Get informed on Referendum 2007’
Most Ontarians, are well aware that this October they will be heading to the polls to cast their vote in the Ontario General Election and are adequately informed to make a decision. But, what most are not aware of, is that a provincial electoral reform referendum will also take place that very day.
On Oct. 10, electors will be asked to consider the following: Which electoral system should Ontario use to elect members to the provincial legislature? The current electoral system, First-Past-the-Post, or the alternative electoral system proposed by members of the Ontario Citizens’ Assembly on Electoral Reform, Mixed-Member Proportional (MMP)?
The Citizens Assembly, a group of 103 randomly selected citizens from across Ontario, was established by the Premier in 2004 to study provincial electoral reform.
Back in May, the assembly’s report, delivered to the McGuinty government, said the new Mixed Member Proportional system preserves the best of the electoral system we have now—strong local representation—while adding new elements to produce more proportional election results.
Local MPP Howard Hampton applauded the report and its ideas, and the upcoming referendum.
“We think that it’s a better system than what we currently have in Ontario,” said Hampton. “We are generally in favour of proportional representation,” he added. “It would better reflect what the actual popular vote was.”
And as a result of their proposal to adopt MMP, the Oct. 10 referendum is being held.
At this time, voters will be asked to vote on two ballots. One ballot will be for voting in the general election and the other will be for the referendum.
The existing electoral system has been in place since 1792, making this October’s referendum a historic event. Recent research conducted by the firm Ipsos Reid indicated that a majority of Ontarians are unaware that a referendum will be held on Oct. 10, and many don’t understand the significance of a referendum.
So its seems, now is the time to become informed.
How First-Past-the-Post works
Currently, the province of Ontario is divided into 107 electoral districts. In each district, voters get one vote each to choose which candidate they feel should win a seat in the provincial legislature. In other words—one vote, one ballot.
Using this system, the candidate with the most votes wins and will be the representative for the electoral district in the provincial legislature.

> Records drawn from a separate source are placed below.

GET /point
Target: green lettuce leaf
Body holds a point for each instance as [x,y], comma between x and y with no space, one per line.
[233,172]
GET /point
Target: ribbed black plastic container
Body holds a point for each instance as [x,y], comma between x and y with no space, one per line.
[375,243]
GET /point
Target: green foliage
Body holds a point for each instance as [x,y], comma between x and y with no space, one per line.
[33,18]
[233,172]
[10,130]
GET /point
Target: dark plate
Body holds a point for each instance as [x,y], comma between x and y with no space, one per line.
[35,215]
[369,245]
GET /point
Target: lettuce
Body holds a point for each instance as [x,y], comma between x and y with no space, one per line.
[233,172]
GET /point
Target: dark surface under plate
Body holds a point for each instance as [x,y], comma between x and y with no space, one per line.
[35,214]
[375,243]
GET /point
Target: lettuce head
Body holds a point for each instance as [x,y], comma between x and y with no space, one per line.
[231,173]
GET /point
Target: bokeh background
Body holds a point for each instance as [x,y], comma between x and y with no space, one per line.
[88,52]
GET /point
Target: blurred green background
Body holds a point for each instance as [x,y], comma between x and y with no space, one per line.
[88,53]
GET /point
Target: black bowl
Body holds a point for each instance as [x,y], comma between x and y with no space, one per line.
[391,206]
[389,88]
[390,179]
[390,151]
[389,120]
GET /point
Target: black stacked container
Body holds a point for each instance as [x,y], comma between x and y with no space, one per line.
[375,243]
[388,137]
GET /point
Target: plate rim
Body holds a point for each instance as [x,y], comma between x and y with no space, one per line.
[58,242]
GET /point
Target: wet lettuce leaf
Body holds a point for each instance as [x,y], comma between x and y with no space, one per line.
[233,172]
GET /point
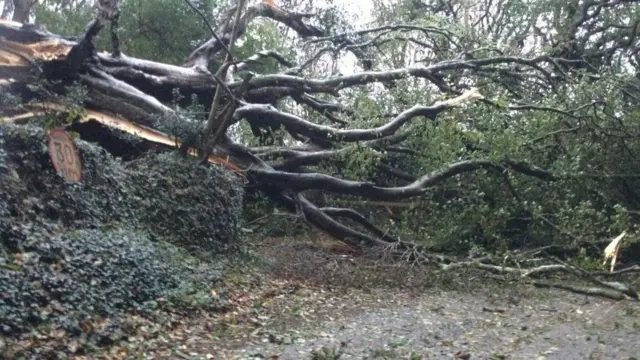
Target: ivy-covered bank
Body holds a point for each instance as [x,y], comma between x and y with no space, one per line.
[130,235]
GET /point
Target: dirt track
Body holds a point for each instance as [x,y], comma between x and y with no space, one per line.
[553,325]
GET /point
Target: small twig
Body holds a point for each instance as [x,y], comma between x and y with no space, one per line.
[211,29]
[115,40]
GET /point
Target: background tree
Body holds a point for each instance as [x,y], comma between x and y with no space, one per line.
[545,156]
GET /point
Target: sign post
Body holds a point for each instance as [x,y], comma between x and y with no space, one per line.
[64,156]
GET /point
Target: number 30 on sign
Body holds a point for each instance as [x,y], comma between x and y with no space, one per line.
[64,156]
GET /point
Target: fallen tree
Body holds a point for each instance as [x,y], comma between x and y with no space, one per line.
[131,94]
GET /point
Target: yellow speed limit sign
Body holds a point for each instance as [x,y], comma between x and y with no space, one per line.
[64,156]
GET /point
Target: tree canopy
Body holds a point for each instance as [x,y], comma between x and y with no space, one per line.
[496,122]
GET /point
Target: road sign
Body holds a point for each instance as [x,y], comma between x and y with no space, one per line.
[64,156]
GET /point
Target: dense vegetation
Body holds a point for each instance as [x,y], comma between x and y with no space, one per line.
[548,156]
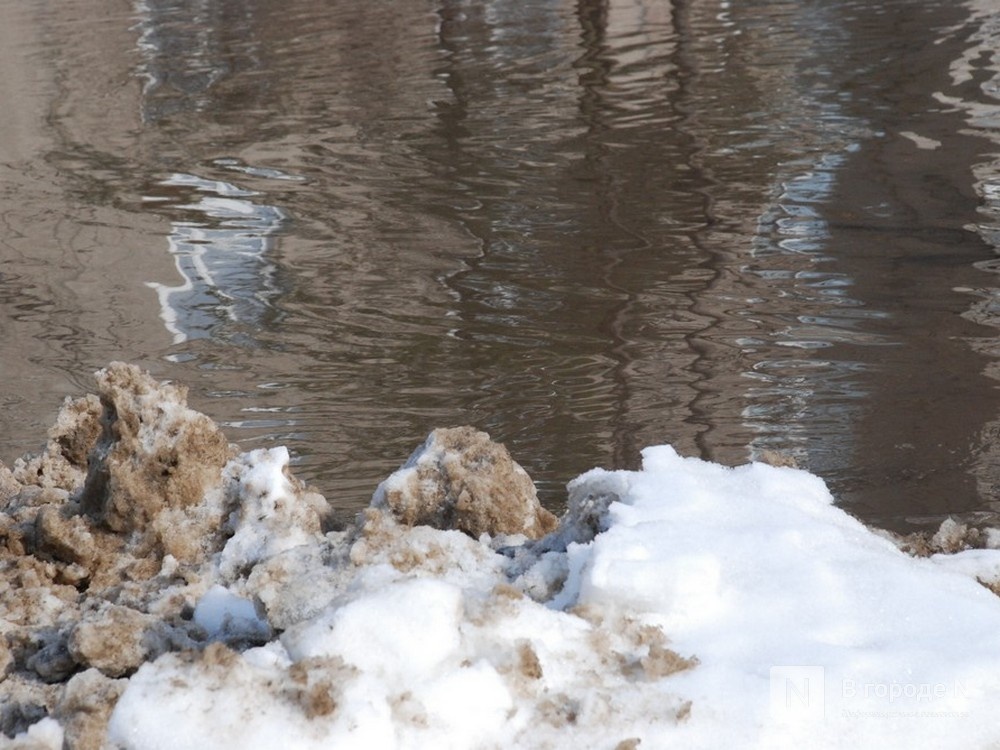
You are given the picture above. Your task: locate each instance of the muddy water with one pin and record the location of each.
(584, 227)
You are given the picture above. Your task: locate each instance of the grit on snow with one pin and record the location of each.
(159, 589)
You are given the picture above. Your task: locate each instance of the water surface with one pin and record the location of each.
(584, 227)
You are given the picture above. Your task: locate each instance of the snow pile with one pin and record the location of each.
(687, 604)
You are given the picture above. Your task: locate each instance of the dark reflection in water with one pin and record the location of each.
(585, 227)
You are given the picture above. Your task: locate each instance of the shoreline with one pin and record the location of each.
(150, 567)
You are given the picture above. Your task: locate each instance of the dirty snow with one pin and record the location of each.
(159, 589)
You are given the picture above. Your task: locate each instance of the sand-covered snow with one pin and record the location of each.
(160, 589)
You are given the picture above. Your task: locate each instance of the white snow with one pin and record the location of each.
(684, 605)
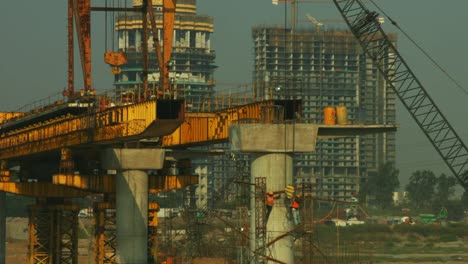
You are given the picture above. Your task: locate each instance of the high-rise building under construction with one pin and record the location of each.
(192, 62)
(328, 69)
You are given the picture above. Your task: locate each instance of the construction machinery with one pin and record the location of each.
(366, 26)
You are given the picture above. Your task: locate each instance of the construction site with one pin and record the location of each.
(163, 168)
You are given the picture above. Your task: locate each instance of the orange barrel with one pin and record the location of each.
(329, 115)
(341, 115)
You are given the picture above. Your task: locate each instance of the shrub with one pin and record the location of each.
(448, 238)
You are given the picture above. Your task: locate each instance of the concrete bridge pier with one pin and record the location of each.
(2, 227)
(130, 166)
(272, 146)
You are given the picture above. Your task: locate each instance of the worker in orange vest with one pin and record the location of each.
(295, 204)
(269, 202)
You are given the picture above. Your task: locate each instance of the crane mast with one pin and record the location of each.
(365, 26)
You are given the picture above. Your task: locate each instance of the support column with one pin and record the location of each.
(278, 170)
(4, 176)
(132, 199)
(272, 146)
(132, 216)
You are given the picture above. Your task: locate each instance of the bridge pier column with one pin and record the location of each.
(2, 227)
(130, 166)
(4, 176)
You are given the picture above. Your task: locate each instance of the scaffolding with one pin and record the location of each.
(53, 236)
(260, 220)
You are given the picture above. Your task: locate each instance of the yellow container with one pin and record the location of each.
(341, 115)
(329, 115)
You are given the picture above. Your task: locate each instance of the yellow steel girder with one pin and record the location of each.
(106, 183)
(41, 189)
(199, 128)
(66, 131)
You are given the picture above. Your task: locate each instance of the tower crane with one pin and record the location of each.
(366, 27)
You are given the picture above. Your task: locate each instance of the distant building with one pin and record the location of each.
(325, 69)
(192, 65)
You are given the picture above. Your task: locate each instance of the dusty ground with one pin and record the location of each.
(448, 252)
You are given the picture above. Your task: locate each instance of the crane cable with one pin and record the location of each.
(421, 49)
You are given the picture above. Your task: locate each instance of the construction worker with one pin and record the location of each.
(269, 202)
(295, 204)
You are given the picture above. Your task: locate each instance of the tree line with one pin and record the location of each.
(425, 191)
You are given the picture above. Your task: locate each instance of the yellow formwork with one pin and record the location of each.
(106, 183)
(66, 131)
(118, 123)
(200, 128)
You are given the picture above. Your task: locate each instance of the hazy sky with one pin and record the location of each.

After the election concludes, the political party that wins the most electoral districts is normally asked to form a government.
This new system will see voters cast two votes: one for a local candidate, or “Local Member,” and one for a party “List Member.” The party vote is the popular vote, and determines the total number of seats a party wins.
With this system, the provincial legislature would consist of 129 seats: “Local Members” would fill 90 seats while “List Members,” would be asked to form a government.
Each party will nominate a slate of candidates, which they must publish beforehand. This will allow voters to decide whether a party developed its list in a fair and open way.
If a party elects fewer local members than its share of the popular vote, candidates from its list then are elected to compensate for the difference.
A party must have clear support—at least three percent—of the popular vote across the province—for a candidate from its list to be elected.
In the end, a political party’s overall share of seats will roughly equal its share of the total votes for parties in the province.
“Understand the Question”
With the lack of knowledge about the October referendum, Elections Ontario has launched its biggest and most expensive public education campaign, called “Understand the Question,” for the historic electoral reform referendum.
Budgeting $6.8 million for public education, Elections Ontario wants to make sure the people of Ontario make the right choice come October by making an informed decision when casting a vote.
“Our mandate is to ensure that Ontario voters make the right decision on Oct. 10,” said John Hollins, Chief Electoral Officer of Elections Ontario.
“Vote for MMP will support all public education initiatives and dialogue on this historic referendum choice so Ontarians can make a thoughtful and informed choice on the future of our electoral democracy,” said Larry Gordon, the “Vote for MMP” campaign manager.
“The more educational initiatives, discussion and debate, the better. We need an informed decision by voters on Oct. 10, and we’re confident an informed decision will lead to overwhelming majority support for the MMP recommendation made by the Ontario Citizens’ Assembly.”
This communication campaign will ensure the 8.5 million Ontario voters are prepared for the referendum by:
•launching a Elections Ontario referendum public education website, www.yourbigdecision.ca;
•providing a public toll free information telephone line, 1-888-ONTVOTE (1-888-668-8683);
•designing a Facebook profile and group to increase referendum awareness to younger voters;
•launching a community-level French and English media relations program to distribute impartial information;
•a province-wide “Understanding the Question” French and English radio campaign;
•resources officers will deliver the message within their local communities;
•a Youtube information site and a downloadable widget;
•a province-wide “Understanding the Question” French and English television campaign; and
•the distribution of information via both direct mail and e-mail.